Нужно еще учитывать, что условия существования семинариста в Москве и Петербурге заметно отличались от условий, в которых жил «бурсак» российской глубинки, и воспоминания выпускников столичных духовных школ, как правило, менее мрачны по тону, более оптимистичны по выводам и рекомендациям. В столицах дело обстояло лучше, чем в провинциальных духовных школах182, где учащиеся нередко оказывались оставленными на произвол инспекции, почти лишенной контроля со стороны центральной церковной власти. Именно в провинциальных духовных школах самосуд инспекции иной раз переходил в полнейший «беспредел», именно там, в душной и затхлой атмосфере закрытого учебного заведения, развивались самые трагические истории из семинарской жизни, о которых в столицах узнавали лишь по слухам.

Заключение

Приведенные свидетельства людей, учившихся или преподававших в духовных семинариях накануне революции 1917 года, показывают, что наиболее крупными изъянами дореволюционной системы духовного образования были следующие:

1. Учебный курс характеризовался фрагментарностью и «многопредметностью», лишавшей студентов возможности глубоко и детально изучить богословскую науку в ее целокупности; сумма учебных дисциплин, входящих в куррикулум духовной школы, не выстраивалась в единую мировоззренческую картину.

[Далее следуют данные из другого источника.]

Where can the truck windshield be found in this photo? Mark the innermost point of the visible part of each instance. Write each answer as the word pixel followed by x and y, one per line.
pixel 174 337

2. Методом усвоения учебного материала было его механическое зазубривание; материал предлагался в готовом виде, с заранее сделанными преподавателем выводами; самостоятельное осмысление студентом учебного материала не предполагалось.

3. Не поощрялась самостоятельная работа, отсутствовал творческий подход к учебе, не приветствовалась студенческая инициатива, что являлось следствием недоверия к студенту со стороны руководства школы и преподавателей.

4. Духовная школа была оторвана от реальности; оставаясь замкнутым мирком, живущим по своим законам, она не давала учащимся той жизненной школы, которая была им необходима для будущего пастырского служения.

5. Преподавание строилось на схоластических образцах, унаследованных от «латинообразных» духовных семинарий петровской эпохи; преодоление схоластического наследия происходило крайне медленно.

6. Между профессорско–преподавательской корпорацией и студентами существовала стена отчуждения, которую лишь очень немногим преподавателям удавалось преодолеть; наставники редко пользовались уважением студентов.

7. Взаимное недоверие существовало между инспекцией и студентами; процветало самоуправство инспекции; поощрялось доносительство.